Si materializza in quei momenti il tragico incrocio con il ventottenne gambiano Dawda Bandeh, che nel frattempo è riuscito a entrare al piano rialzato della dimora di tre piani a due passi dall’Arco della Pace: il centrafricano, sorpreso in casa da Manansala, riuscirà a sopraffarne la reazione (in casa è stata trovata una mazza di scopa spezzata) e a strangolarlo, lasciandolo a terra esanime in camera da letto. I dettagli del prologo del raid killer, con tanto di immagini, sono contenuti nell’ordinanza con cui il gip Domenico Santoro, a valle dell’interrogatorio di convalida del fermo per omicidio e rapina, ha disposto la misura cautelare del carcere per Bandeh, difeso dall’avvocata Federica Scapaticci. Negli atti dell’inchiesta degli agenti delle Volanti, coordinati dal pm Andrea Zanoncelli, si legge pure che il gambiano è uscito dalla villetta alle 11.32, presumibilmente dopo aver compiuto il delitto, per tornare alle 12.43 e restarci fino all’arrivo della polizia alle 18.06. "Quel giorno sono uscito dalla polizia (in realtà dalla caserma Montebello dei carabinieri, che dista circa 300 metri da via Randaccio 8, ndr), ho attraversato un ponte, ho visto questa casa dove ho scavalcato e sono entrato perché la porta dietro era aperta. Sono andato in cucina, ho mangiato qualcosa, ho dormito in un letto. Sono entrato da dietro. Sono entrato in cucina, ho mangiato delle fragole, del pane e della marmellata. Ho bevuto acqua e caffè, ho fatto una doccia e mi sono messo a dormire. Mi avranno fermato 5, 6, 7 volte i carabinieri o la polizia, ma non si capiva niente: ero disorientato", la sua versione.
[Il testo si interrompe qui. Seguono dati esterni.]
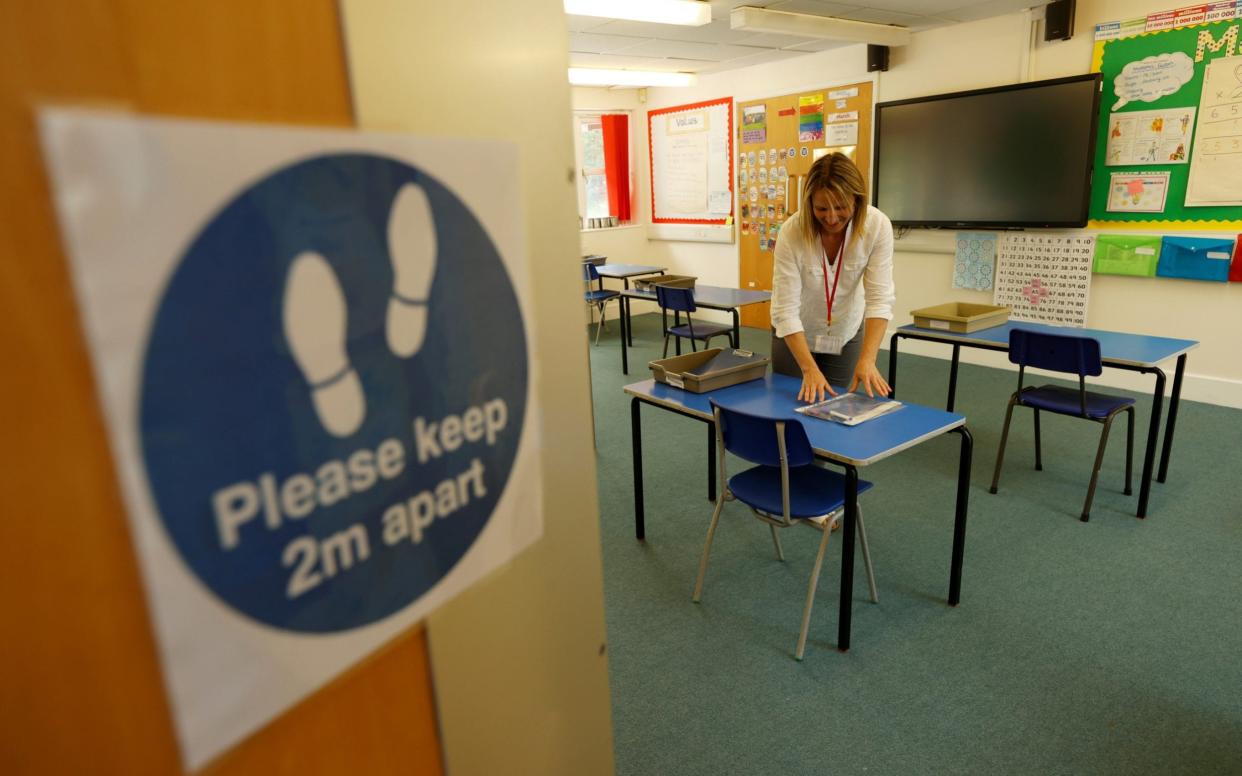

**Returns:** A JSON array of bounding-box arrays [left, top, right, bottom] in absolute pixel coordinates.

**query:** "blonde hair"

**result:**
[[799, 151, 867, 243]]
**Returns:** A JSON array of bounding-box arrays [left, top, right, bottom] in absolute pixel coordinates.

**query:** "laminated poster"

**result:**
[[1108, 173, 1169, 212], [741, 106, 768, 144], [953, 232, 996, 291], [1186, 56, 1242, 206], [1104, 108, 1195, 165], [823, 122, 858, 148], [797, 94, 823, 143], [40, 109, 543, 771]]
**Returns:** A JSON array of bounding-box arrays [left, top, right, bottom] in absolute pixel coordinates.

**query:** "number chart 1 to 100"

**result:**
[[992, 235, 1095, 328]]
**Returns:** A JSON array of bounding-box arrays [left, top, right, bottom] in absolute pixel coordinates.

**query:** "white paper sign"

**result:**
[[1186, 56, 1242, 206], [823, 122, 858, 147], [40, 111, 542, 770]]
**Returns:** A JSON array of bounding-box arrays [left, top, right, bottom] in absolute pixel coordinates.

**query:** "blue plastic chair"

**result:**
[[990, 329, 1134, 523], [694, 400, 879, 661], [656, 286, 737, 358], [582, 262, 621, 345]]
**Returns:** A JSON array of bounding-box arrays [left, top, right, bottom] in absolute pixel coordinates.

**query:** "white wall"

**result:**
[[641, 0, 1242, 407]]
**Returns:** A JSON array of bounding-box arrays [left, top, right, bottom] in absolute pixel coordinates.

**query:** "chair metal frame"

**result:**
[[989, 329, 1134, 523], [656, 284, 735, 358], [582, 262, 622, 345], [693, 400, 879, 661]]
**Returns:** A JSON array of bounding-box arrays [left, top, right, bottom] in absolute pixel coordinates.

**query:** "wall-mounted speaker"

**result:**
[[1043, 0, 1074, 41], [867, 44, 889, 73]]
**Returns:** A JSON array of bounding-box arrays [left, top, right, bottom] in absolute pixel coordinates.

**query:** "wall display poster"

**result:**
[[992, 232, 1095, 329], [953, 232, 996, 291], [797, 94, 823, 143], [1108, 173, 1169, 212], [647, 97, 725, 226], [1105, 108, 1195, 166], [823, 122, 858, 148], [1186, 56, 1242, 206], [1088, 18, 1242, 231], [741, 104, 768, 143], [40, 109, 543, 770]]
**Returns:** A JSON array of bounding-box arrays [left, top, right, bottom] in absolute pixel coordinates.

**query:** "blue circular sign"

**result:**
[[139, 154, 528, 633]]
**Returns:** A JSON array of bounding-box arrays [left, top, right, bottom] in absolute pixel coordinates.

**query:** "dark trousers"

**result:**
[[771, 329, 863, 390]]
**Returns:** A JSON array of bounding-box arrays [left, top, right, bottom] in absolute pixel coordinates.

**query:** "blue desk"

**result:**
[[888, 320, 1199, 518], [621, 286, 770, 372], [625, 374, 974, 652], [595, 263, 666, 347]]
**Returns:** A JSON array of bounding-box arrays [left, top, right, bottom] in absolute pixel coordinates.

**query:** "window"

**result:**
[[574, 113, 632, 226]]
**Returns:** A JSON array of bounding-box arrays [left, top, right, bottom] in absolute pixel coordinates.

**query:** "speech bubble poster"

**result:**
[[40, 109, 542, 770]]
E l’aggressione letale a Manansala? Tra un "non ricordo" e l’altro, Bandeh ha messo a verbale: "La prima stanza che ho visto era il salotto. C’era una pianta a terra e basta. Ho visto la pianta a terra, ma non la persona morta. C’era una statua di legno, sono andato avanti e ho girato a destra perché avevo fame, ho subito pensato a mangiare perché non mangiavo da diversi giorni. Quando mi sono svegliato, ho fatto il giro della casa e ho visto quest’uomo nella stanza sulla sinistra". Di ricostruzione "priva di verosimiglianza e di coerenza logica" ha parlato il gip nel suo provvedimento, che ha ritenuto non credibile pure il passaggio in cui Bandeh ha ammesso di aver notato la pianta caduta a terra e la scopa in pezzi, "senza accorgersi del corpo dell’uomo riverso in terra". Per il giudice è invece "ragionevole ritenere che l’omicidio si sia verificato" poco dopo il rientro a casa di Manansala.